An optimal parameter estimation method for soft tissue characterization

This paper presents a gradient-free direct search estimation method by using genetic algorithm to model and predict the elastic stress response of ligament based on quasi-linear viscoelastic (QLV) theory. An improved genetic algorithm is developed to simultaneously fit the ramping and relaxation experimental data to the QLV constitutive equation for obtaining soft tissue parameters in a time-saving process. Experiments and comparison analysis with the existing methods for two exponential and polynomial QLV models are conducted, demonstrating that the proposed method can accurately estimate soft tissue parameters and satisfy the time-saving requirement of intra-operative soft tissue characterization.

An Improved Approach to Estimate Soft Tissue Parameters Using Genetic Algorithm for Minimally Invasive Measurement

This paper evaluates the ability of a gradient-free estimation method using genetic algorithm (GA) to model the elastic stress response of the anterior cruciate ligament (ACL) based on quasi-linear viscoelastic (QLV) theory. The improved GA simultaneously fits the ramping and relaxation experimental data to the QLV constitutive equation to obtain the soft tissue parameters. This approach is then compared with a previously evaluated method for two exponential and polynomial QLV models. The earlier approaches are mainly based on regression algorithms, which usually try to find a gradient-based solution with probability of poor convergence and variability of constants. Contrarily, this paper presents a gradient-free algorithm based on the improved timesaving GA. The results demonstrate that the ability of this algorithm to estimate the QLV parameters in timesaving process is functional to develop the optimal methodology for minimally invasive measurement during surgery.

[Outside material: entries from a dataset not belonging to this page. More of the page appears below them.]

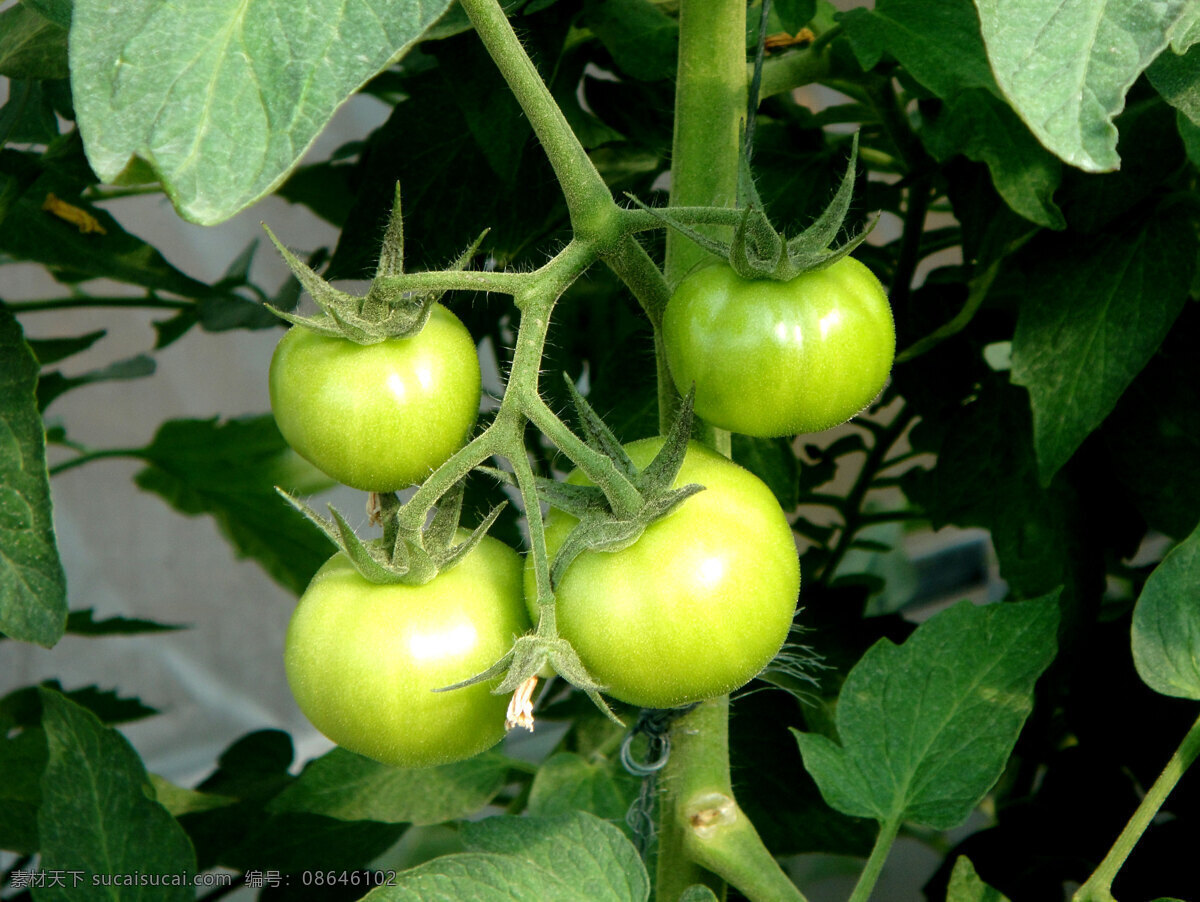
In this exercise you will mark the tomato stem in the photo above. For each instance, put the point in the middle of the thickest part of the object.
(1098, 887)
(588, 198)
(870, 875)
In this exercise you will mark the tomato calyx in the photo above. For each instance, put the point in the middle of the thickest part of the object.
(605, 525)
(521, 666)
(403, 555)
(385, 311)
(757, 251)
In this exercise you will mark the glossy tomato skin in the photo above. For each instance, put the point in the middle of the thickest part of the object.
(363, 660)
(780, 358)
(694, 608)
(377, 416)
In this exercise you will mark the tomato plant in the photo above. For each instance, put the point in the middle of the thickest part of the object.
(377, 416)
(780, 358)
(364, 660)
(699, 605)
(1013, 341)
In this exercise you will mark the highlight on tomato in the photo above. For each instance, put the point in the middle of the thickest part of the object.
(377, 416)
(364, 660)
(699, 605)
(773, 359)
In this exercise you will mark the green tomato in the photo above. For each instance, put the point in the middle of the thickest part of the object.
(363, 660)
(697, 606)
(377, 416)
(780, 358)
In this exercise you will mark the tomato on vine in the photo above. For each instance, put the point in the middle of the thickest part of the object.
(780, 358)
(364, 660)
(699, 605)
(377, 416)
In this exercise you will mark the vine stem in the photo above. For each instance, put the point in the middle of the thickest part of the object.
(711, 101)
(99, 455)
(870, 875)
(54, 304)
(588, 198)
(1099, 885)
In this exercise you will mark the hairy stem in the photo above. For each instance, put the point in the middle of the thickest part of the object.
(711, 100)
(53, 304)
(588, 198)
(1099, 885)
(870, 875)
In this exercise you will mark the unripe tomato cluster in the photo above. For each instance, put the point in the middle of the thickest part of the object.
(695, 608)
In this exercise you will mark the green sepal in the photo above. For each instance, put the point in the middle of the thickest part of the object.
(603, 529)
(715, 247)
(406, 557)
(577, 500)
(527, 657)
(387, 311)
(597, 433)
(603, 533)
(817, 236)
(660, 474)
(456, 553)
(372, 560)
(391, 253)
(757, 251)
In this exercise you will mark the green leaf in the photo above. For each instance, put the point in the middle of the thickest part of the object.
(1153, 434)
(264, 84)
(31, 46)
(348, 787)
(936, 41)
(23, 707)
(229, 470)
(97, 812)
(52, 350)
(1093, 311)
(1031, 525)
(449, 181)
(641, 37)
(795, 14)
(179, 800)
(33, 585)
(529, 859)
(569, 782)
(927, 727)
(1177, 79)
(1167, 624)
(57, 11)
(966, 887)
(1066, 66)
(1186, 30)
(1191, 134)
(984, 128)
(774, 791)
(28, 118)
(22, 762)
(79, 241)
(84, 623)
(774, 462)
(52, 385)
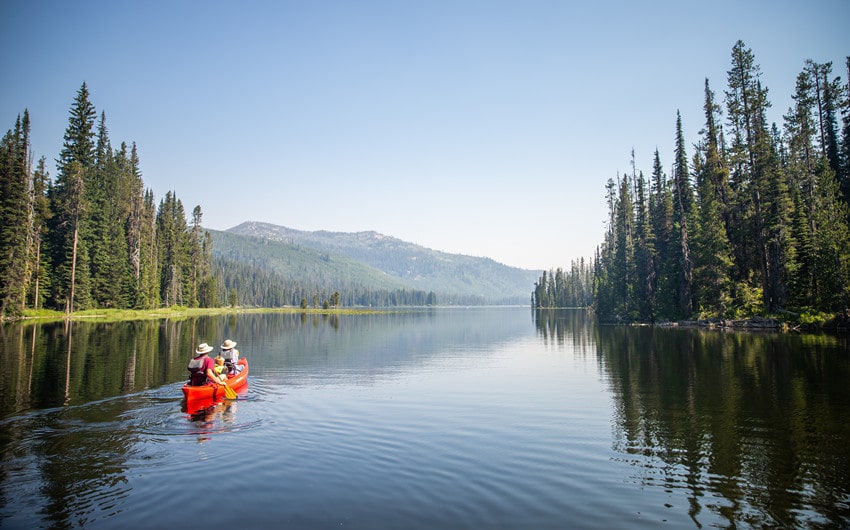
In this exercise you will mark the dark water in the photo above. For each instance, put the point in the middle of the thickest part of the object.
(448, 418)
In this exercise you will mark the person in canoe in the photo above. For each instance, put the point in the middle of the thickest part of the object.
(202, 368)
(231, 357)
(220, 368)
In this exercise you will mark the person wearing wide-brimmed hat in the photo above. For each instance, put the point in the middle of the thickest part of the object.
(231, 357)
(202, 368)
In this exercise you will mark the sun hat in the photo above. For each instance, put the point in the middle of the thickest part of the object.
(203, 348)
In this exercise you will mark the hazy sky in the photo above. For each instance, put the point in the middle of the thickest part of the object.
(486, 128)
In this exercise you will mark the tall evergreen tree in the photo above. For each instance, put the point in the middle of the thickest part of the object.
(14, 219)
(40, 272)
(712, 252)
(74, 166)
(661, 217)
(683, 221)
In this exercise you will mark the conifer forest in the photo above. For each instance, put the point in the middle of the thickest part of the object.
(753, 218)
(93, 237)
(750, 218)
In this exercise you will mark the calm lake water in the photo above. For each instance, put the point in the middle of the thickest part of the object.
(444, 418)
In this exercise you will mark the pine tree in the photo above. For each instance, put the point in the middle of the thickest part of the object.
(69, 228)
(661, 217)
(683, 220)
(844, 156)
(712, 252)
(14, 220)
(40, 273)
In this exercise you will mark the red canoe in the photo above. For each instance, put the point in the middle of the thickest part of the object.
(193, 393)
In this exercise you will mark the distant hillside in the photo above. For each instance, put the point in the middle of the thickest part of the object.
(375, 260)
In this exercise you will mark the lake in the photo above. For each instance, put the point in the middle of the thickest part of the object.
(431, 418)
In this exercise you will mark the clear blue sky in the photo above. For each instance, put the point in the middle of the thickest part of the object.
(486, 128)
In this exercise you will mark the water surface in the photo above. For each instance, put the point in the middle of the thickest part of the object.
(461, 418)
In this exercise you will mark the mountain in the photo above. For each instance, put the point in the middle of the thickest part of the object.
(373, 260)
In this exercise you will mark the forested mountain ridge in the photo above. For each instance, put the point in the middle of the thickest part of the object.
(380, 261)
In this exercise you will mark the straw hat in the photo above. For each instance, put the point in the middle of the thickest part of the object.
(202, 349)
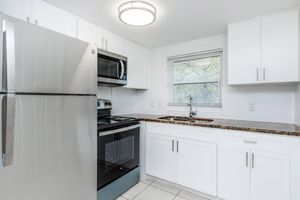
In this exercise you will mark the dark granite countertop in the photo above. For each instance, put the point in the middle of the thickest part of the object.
(243, 125)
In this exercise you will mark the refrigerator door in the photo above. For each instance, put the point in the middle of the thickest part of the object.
(55, 149)
(50, 62)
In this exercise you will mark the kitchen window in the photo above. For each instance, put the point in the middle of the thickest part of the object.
(197, 75)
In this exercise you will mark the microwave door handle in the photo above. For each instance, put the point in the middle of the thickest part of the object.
(122, 69)
(118, 65)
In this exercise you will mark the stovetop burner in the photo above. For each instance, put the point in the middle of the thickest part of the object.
(108, 122)
(113, 122)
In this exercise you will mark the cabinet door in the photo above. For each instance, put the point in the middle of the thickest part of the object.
(234, 172)
(53, 18)
(270, 176)
(280, 43)
(160, 156)
(90, 33)
(20, 9)
(113, 43)
(196, 165)
(244, 40)
(137, 65)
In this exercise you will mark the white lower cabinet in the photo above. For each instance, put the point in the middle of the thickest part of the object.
(234, 172)
(246, 173)
(196, 165)
(160, 159)
(185, 161)
(270, 176)
(227, 164)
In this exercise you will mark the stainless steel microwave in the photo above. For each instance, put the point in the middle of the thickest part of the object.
(112, 69)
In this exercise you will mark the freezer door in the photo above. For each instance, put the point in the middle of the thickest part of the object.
(50, 62)
(54, 150)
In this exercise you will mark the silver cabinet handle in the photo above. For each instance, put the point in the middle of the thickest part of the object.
(173, 145)
(8, 129)
(8, 59)
(102, 43)
(247, 159)
(2, 46)
(250, 142)
(252, 161)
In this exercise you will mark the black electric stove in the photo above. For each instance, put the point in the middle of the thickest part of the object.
(118, 149)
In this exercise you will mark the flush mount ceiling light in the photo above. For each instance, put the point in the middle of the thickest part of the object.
(137, 13)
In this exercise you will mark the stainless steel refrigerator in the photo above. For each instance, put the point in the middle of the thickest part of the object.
(48, 136)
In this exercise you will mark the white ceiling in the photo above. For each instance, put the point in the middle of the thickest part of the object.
(178, 20)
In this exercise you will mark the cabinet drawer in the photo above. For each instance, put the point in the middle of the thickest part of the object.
(183, 131)
(256, 142)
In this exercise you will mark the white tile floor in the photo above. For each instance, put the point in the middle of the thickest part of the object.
(149, 189)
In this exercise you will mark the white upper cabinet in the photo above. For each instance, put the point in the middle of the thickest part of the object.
(20, 9)
(137, 65)
(54, 18)
(41, 13)
(244, 52)
(264, 50)
(113, 43)
(280, 47)
(90, 33)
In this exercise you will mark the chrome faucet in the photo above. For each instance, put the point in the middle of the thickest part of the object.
(190, 104)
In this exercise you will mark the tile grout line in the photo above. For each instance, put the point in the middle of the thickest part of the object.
(141, 191)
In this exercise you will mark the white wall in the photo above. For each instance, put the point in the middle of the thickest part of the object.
(123, 99)
(273, 102)
(297, 106)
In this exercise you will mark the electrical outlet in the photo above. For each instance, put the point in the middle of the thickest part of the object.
(251, 107)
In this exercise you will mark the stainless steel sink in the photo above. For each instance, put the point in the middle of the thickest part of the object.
(187, 119)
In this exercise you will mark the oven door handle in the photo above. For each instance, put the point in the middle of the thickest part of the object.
(118, 130)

Optimal Robot Path Planning with Cellular Neural Network

This paper presents a new methodology based on neural dynamics for optimal robot path planning by drawing an analogy between cellular neural network CNN and path planning of mobile robots. The target activity is treated as an energy source injected into the neural system and is propagated through the local connectivity of cells in the state space by neural dynamics. By formulating the local connectivity of cells as the local interaction of harmonic functions, an improved CNN model is established to propagate the target activity within the state space in the manner of physical heat conduction, which guarantees that the target and obstacles remain at the peak and the bottom of the activity landscape of the neural network. The proposed methodology cannot only generate real-time, smooth, optimal, and collision-free paths without any prior knowledge of the dynamic environment, but it can also easily respond to the real-time changes in dynamic environments. Further, the proposed methodology is parameter-independent and has an appropriate physical meaning.